(ISNS) -- Some people lose their hearing because they simply age; some because of too much loud noise. For some, the ability to hear never developed.
Researchers at the Scripps Research Institute in La Jolla, Calif., have discovered a protein that is responsible for one form of genetic deafness. The protein helps turn sound into electrical signals.
The research is of more than just biochemical interest; it may also open a new avenue for possibly giving the sense of hearing to some of those who are born without it.
The team, led by Ulrich Mueller, a professor of cell biology, took newborn deaf mice and inserted the protein, called TMHS, into their sensory cells for sound perception, giving the mice some form of hearing. The potential now exists for genetic therapy to insert the genes for the protein into newborn humans and fix malfunctioning cells.
The work is published in the Dec. 7 issue of the journal Cell.
No one knows how many people suffer from genetic deafness but they surely number in the millions, Mueller said. According to the Centers for Disease Control and Prevention, genetic causes are responsible for half the children born deaf in the U.S.
Sixty genes have been identified so far, and there likely are many more to be found. Mueller said that the best guess now is that there are 400-500 genes and proteins responsible for genetic deafness.
Hearing evolved tens of millions of years ago in all its complexity. Fossilized dinosaur remains 120 million years old have similar structures to human ears, and all living mammals now do as well. Some ears, like those on dogs and dolphins, do a better job than human ears and are able to detect a broader range of frequencies.
The molecular mechanism remains largely unknown, said Paul Fuchs, professor of otolaryngology at Johns Hopkins University School of Medicine. Invertebrates use a different method of hearing. Moths can hear bats that might eat them and try to evade them; mosquitoes sing to each other, but studying them doesn't help scientists unravel how we hear.
Proteins are the key to the mammalian system that converts mechanical energy -- sound waves or vibrations -- into electrical energy that the brain can "hear."
Sound is channeled by our outer ear into the ear canal where it strikes the ear drum in the middle ear. The eardrum vibrates, and those vibrations move utilizing a set of delicate bones deeper inside the ear to the cochlea, a spiral structure filled with fluid. The vibration in the bones shakes the fluid in the cochlea.
A complex of hair-like cells in the cochlea senses the vibrations in the fluid.
"The hair cells have stereocilia, little filaments, projections that stick out from the hair cells," Mueller said. The stereocilia sense the motion. It is at that point, the proteins get involved.
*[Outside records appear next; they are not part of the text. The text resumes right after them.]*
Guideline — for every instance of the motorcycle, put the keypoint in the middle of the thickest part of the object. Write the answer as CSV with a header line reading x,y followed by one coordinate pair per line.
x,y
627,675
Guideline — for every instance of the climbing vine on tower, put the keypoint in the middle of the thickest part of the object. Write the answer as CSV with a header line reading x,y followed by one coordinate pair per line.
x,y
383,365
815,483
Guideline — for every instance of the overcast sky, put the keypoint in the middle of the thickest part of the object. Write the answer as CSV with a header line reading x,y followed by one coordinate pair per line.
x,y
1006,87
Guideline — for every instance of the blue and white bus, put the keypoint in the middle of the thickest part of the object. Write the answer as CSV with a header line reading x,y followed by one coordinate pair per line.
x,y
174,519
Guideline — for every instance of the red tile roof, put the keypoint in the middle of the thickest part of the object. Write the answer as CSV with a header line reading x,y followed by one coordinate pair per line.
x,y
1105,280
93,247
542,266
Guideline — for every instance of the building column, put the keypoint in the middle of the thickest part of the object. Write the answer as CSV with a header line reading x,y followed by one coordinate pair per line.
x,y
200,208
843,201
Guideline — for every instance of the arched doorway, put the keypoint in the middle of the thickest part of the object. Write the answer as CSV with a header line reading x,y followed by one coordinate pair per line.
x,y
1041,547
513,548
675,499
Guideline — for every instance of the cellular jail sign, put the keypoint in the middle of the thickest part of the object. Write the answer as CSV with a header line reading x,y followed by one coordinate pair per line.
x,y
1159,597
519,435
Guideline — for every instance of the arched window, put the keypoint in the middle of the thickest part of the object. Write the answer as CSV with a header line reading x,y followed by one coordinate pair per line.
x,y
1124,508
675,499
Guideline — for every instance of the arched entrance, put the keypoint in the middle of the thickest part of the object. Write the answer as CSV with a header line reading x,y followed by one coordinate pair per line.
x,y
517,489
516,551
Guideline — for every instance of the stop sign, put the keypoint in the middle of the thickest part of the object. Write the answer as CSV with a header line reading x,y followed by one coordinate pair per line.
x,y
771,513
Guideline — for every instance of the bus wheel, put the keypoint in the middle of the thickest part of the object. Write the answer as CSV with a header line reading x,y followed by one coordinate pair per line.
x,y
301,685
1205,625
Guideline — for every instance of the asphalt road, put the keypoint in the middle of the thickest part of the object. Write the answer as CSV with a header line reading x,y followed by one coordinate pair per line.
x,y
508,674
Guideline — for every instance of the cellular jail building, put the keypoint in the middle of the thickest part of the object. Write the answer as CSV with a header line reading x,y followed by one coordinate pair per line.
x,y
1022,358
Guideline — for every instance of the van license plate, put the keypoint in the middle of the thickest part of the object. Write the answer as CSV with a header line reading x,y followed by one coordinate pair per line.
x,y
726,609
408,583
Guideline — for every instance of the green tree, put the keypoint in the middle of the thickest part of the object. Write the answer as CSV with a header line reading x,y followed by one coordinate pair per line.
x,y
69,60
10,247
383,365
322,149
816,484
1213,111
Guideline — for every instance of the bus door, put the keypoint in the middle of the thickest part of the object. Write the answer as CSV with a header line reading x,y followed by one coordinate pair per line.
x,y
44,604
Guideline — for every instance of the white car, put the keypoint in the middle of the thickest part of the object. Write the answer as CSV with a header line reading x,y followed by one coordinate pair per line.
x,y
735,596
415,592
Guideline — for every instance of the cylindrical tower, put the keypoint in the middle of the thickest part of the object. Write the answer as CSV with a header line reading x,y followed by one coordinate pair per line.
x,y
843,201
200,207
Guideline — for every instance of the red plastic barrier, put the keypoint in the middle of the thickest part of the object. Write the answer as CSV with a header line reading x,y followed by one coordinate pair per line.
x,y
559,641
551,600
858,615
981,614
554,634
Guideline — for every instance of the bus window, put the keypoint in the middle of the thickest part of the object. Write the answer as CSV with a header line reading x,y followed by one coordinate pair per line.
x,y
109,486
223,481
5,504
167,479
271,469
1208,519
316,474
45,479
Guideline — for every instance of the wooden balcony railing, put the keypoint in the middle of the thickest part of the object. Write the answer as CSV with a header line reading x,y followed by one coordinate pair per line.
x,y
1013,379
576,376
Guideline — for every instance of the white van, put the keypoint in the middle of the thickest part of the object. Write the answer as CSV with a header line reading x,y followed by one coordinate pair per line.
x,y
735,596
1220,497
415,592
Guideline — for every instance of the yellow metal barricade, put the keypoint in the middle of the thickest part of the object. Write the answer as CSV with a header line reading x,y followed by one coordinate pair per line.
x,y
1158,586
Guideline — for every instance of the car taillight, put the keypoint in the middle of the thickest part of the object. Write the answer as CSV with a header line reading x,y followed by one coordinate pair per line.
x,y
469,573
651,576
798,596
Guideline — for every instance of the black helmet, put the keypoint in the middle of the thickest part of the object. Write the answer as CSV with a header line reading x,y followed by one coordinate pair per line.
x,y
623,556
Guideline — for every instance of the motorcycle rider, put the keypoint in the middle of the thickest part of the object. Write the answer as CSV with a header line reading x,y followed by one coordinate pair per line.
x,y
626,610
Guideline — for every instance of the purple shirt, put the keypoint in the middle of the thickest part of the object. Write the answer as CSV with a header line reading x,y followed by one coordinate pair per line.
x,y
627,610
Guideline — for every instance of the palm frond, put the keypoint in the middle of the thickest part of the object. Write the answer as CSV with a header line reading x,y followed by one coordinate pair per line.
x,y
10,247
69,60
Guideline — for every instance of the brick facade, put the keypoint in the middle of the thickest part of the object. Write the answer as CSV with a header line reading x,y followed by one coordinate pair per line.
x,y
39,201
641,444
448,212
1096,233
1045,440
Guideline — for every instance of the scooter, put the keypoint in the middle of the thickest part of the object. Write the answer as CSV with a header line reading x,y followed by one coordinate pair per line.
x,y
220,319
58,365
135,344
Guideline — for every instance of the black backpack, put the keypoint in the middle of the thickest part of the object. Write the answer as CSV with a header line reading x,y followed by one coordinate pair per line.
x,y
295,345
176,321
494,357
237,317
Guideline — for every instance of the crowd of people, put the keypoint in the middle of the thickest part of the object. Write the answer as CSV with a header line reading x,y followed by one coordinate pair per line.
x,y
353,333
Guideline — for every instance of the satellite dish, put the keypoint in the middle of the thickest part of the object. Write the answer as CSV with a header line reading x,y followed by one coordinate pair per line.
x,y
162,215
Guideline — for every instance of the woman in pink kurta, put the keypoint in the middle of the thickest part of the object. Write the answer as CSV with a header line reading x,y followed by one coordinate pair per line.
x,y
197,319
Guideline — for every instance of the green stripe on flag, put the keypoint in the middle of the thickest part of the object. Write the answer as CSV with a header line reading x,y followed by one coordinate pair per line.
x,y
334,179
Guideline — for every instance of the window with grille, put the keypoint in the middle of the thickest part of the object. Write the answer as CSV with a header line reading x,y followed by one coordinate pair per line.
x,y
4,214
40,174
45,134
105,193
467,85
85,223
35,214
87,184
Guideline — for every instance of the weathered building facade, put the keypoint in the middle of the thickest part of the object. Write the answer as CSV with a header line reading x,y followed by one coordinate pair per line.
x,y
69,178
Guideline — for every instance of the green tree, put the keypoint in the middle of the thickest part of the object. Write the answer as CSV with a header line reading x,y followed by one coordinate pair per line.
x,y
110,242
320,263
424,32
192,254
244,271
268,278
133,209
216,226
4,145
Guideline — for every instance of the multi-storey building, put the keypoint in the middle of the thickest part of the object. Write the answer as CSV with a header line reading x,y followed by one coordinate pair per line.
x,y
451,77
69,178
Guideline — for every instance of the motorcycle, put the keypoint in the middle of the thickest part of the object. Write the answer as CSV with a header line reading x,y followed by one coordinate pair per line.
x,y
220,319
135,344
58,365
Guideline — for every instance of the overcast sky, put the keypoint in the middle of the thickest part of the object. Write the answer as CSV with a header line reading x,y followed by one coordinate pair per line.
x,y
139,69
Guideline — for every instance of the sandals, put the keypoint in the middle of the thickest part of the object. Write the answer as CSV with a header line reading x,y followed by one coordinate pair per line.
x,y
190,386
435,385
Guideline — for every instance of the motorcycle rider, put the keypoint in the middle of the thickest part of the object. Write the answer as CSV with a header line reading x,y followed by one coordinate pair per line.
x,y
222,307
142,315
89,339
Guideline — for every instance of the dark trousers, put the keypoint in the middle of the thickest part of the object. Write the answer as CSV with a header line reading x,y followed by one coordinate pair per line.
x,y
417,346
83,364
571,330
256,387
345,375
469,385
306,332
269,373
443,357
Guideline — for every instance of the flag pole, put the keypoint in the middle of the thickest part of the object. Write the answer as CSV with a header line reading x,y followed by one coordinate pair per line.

The proteins trigger electrical signals in nerve cells surrounding the hair cells. The signals then travel to the brain and are sensed as sound, Mueller said.
The proteins open holes in the hair cells called ion channels. Ions are atoms or molecules with an electric charge.
"Anything that goes into a cell is controlled by proteins," Mueller said. "The language of the brain is electricity. If you want to send an electric signal, you open the pores in the membrane and let the ion into the cell and that change leads to an electric current."
TMHS is one of those proteins. Mueller and his team found that when it is missing, otherwise normal hair cells lose the ability to transmit signals. In another experiment, they simulated hearing in a test tube, bouncing sound off hair cells. If the cells had TMHS, they converted the signals to electric impulses; without the protein, nothing happened.
Fuchs said the possibility of using finds like this to reverse deafness is not unreasonable.
"It has been done on mice lacking a certain protein," Fuchs said. "But it's very experimental."
The usual technique is to introduce a normal gene into a virus and then insert the virus into the inner ear.
"It's not something you do lightly with humans," Fuchs said.
Joel Shurkin is a freelance writer based in Baltimore. He is the author of nine books on science and the history of science, and has taught science journalism at Stanford University, UC Santa Cruz and the University of Alaska Fairbanks.